Tudo isso foi aprovado na manhã de hoje (28) a toque de caixa e sem debate público.

Desde que está no cargo, Salles procura

  • alterar as regras de proteção ambiental
  • e beneficiar aqueles para os quais verdadeiramente governa
  • – os setores do agronegócio, imobiliário, turismo e indústria.

Ele sabia que,

  • para aprovar regulações contrárias ao interesse público e prejudiciais ao meio ambiente
  • um passo importante e fundamental seria excluir a sociedade civil e a ciência do debate.

Foi assim que, em maio de 2019, Salles

  • descaracterizou e esvaziou o Conselho Nacional do Meio Ambiente, o Conama,
  • um órgão consultivo e deliberativo que tem um papel extremamente importante
  • na construção de políticas públicas e na regulamentação das leis ambientais do país, desde 1981.

Por meio do Decreto 9.806/19, Salles restringiu a participação de segmentos importantes da sociedade civil e concentrou grande poder no governo federal.

O conselho

  • foi reduzido de aproximadamente 100 membros para apenas 23,
  • sendo 41% destes do governo federal.

As entidades ambientalistas passaram a ter apenas quatro assentos e passaram a ser selecionadas por sorteio. Com a reestruturação, perderam assentos

  • representações indígenas (Conselho de Articulação dos Povos e Organizações Indígenas do Brasil),
  • a ciência (Sociedade Brasileira para o Progresso da Ciência – SBPC)
  • e a Associação Nacional de Municípios e Meio Ambiente (Anama),

entre tantos outros.

  • “O esvaziamento do órgão representa o enfraquecimento da tomada de decisão de forma plural e participativa,
  • e foi isso que vimos hoje, em uma grande encenação para enfraquecer a proteção do meio ambiente”, diz Luiza Lima, assessora de Políticas Públicas do Greenpeace Brasil.
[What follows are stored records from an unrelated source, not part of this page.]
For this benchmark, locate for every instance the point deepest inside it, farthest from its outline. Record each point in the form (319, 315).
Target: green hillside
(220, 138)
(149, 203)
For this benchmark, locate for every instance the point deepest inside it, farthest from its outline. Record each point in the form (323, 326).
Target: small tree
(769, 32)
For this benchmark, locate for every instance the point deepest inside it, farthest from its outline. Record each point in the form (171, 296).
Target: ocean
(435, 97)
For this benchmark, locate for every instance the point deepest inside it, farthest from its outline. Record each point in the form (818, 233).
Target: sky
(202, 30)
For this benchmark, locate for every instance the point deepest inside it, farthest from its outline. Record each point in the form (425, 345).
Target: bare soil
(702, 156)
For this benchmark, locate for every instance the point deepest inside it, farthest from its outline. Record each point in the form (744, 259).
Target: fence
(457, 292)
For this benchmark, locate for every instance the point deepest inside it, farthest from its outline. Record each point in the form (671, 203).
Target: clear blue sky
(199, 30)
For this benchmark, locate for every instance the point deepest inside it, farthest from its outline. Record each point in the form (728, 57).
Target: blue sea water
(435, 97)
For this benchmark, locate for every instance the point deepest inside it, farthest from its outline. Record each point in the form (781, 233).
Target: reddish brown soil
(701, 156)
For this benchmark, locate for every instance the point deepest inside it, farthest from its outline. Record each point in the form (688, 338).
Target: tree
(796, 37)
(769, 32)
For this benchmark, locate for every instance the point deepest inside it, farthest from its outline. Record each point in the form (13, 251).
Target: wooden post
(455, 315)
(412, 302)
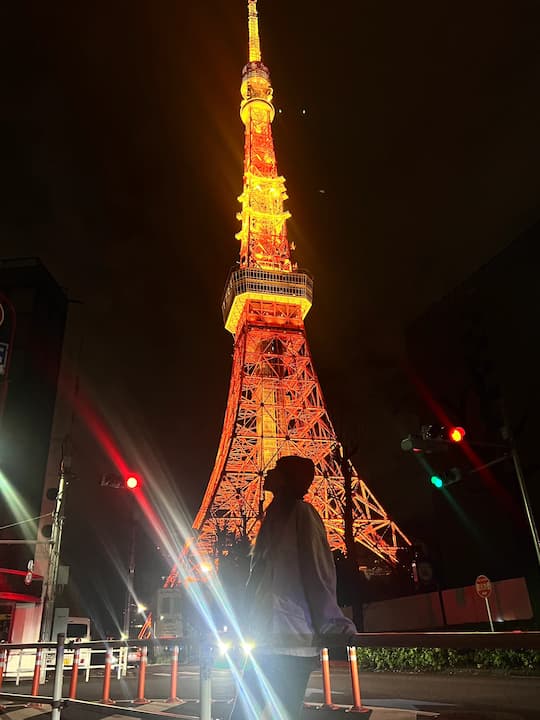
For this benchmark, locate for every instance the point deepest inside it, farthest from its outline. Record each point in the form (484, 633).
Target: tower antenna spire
(253, 32)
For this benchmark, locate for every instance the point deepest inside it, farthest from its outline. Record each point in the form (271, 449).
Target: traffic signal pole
(131, 575)
(425, 444)
(526, 501)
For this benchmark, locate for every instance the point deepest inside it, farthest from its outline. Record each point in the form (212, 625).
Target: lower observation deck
(294, 288)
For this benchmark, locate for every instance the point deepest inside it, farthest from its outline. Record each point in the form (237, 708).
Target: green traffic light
(437, 481)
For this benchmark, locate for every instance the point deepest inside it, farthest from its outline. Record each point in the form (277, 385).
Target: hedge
(444, 660)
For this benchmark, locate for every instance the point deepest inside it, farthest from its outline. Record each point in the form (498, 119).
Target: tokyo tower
(275, 405)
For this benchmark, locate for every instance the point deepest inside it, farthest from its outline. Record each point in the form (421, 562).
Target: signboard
(483, 586)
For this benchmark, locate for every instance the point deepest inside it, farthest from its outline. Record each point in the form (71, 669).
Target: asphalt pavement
(385, 696)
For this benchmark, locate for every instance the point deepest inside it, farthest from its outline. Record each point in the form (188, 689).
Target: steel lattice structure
(275, 405)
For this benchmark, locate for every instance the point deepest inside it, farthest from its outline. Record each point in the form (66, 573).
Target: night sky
(408, 135)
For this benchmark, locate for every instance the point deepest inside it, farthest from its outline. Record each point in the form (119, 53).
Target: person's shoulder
(307, 512)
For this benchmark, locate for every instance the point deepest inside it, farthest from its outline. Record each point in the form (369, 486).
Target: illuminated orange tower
(275, 405)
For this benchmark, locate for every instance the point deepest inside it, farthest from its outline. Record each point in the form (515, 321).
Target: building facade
(35, 311)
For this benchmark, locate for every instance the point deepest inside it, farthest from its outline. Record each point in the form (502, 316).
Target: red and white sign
(483, 586)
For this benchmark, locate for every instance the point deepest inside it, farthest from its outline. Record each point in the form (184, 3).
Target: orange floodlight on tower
(275, 405)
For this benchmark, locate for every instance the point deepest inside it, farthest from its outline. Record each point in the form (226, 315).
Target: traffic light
(442, 433)
(448, 477)
(415, 443)
(456, 434)
(130, 481)
(433, 438)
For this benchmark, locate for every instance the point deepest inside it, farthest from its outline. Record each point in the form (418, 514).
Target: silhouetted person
(291, 598)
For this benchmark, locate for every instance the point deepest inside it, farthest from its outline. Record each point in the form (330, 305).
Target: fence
(120, 650)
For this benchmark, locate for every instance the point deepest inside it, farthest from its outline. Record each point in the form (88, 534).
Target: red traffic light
(132, 481)
(456, 434)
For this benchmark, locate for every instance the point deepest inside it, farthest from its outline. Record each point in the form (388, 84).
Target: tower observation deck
(275, 404)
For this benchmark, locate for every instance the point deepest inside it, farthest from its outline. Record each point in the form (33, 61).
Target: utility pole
(131, 576)
(49, 589)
“O Ministro Ricardo Salles, mais uma vez, mostra que,

  • ao ser inimigo da participação social, o governo é inimigo da coletividade e governa para os setores que mais se beneficiam em curto prazo da desregulamentação da proteção ambiental,
  • como o agronegócio, o setor imobiliário e o setor industrial”, completa Luiza.

Entenda as mudanças aprovadas hoje no “revogaço” realizado por Salles e o que elas significam:

Resolução nº 284/2001:

c0m a revogação da resolução, ficam extintos critérios federais para licenciamento ambiental de empreendimentos de irrigação,

  • com o intuito de agilizar o processo de licenciamento, a pedido de parte do agronegócio.
  • O licenciamento da irrigação é importante, pois a agricultura demanda um uso bem elevado de água,
  • levando inclusive a conflitos por água em algumas regiões do país,
  • e também possui risco de contaminação por agrotóxicos.
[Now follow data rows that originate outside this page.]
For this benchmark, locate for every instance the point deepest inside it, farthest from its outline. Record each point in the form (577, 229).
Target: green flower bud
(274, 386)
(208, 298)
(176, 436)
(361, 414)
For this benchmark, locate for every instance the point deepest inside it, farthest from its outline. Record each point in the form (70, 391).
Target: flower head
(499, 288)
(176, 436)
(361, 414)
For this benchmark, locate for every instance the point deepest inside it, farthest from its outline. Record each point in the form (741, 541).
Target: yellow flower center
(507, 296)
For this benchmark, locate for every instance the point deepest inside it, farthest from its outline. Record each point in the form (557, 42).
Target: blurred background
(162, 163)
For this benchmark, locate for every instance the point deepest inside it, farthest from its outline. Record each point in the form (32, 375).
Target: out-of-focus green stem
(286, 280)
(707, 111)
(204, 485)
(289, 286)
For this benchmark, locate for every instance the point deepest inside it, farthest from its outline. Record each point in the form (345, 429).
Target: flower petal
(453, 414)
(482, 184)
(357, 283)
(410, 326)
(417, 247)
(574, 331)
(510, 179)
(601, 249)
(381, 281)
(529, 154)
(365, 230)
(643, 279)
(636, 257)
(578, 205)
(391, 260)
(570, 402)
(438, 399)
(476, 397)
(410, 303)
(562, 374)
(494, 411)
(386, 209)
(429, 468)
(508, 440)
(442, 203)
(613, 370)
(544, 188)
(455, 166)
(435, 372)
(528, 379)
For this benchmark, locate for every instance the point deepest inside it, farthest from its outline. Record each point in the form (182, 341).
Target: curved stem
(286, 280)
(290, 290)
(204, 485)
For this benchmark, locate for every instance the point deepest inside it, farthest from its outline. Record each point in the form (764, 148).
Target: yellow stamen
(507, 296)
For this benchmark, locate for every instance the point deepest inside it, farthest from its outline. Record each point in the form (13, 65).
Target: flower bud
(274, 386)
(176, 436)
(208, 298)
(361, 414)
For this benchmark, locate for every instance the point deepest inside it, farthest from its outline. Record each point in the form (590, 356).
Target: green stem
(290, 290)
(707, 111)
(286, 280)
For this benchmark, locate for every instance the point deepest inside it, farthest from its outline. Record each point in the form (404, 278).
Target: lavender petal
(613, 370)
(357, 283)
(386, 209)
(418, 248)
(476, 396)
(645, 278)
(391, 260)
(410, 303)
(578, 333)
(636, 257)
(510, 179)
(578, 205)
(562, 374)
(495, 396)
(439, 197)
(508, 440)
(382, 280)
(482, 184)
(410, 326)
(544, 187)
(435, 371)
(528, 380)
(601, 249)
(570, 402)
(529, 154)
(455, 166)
Ricardo Salles (dir.) e o presidente Jair Bolsonaro.

Ricardo Salles (à direita), o que, em reunião ministerial de abril, aconselhou Bolsonaro a usar o tempo nebuloso da pandemia para deixar passar a BIOADA da desregulamentação da proteção ambiental, em benefício do agronegócio, madeireiros, setor imobiliário, indústria e mineração: um grave ecocídio na calada da noite, com total  falta de debate público. Foto:  ADRIANO MACHADO / Reuters 

Resolução nº 302/2002:

A resolução determinava que reservatórios artificiais mantivessem uma faixa mínima de 30 metros ao seu redor como Área de Preservação Permanente (APP).

  • A revogação libera essas áreas para habitação e usos econômicos,
  • o que pode colocar em risco a segurança das áreas e também a qualidade das águas.

Quem mora em São Paulo lembra da importância dos reservatórios de água para abastecimento de água de qualidade para a população.

Resolução nº 303/2002:

A resolução garantia uma proteção especial aos ecossistemas de restinga e mangue no litoral brasileiro. Sua revogação beneficia

  • o setor imobiliário nas faixas de vegetação nas praias
  • e os fazendeiros que cultivam camarão nos mangues.

 

Criação de nova Resolução, e revogação da Resolução nº 264/1999:

a resolução que estava em vigor

  • vedava expressamente a queima de resíduos de agrotóxicos, organoclorados e resíduos de serviços de saúde.
  • Até hoje, esse material passava por um processo detalhado de tratamento e destinação.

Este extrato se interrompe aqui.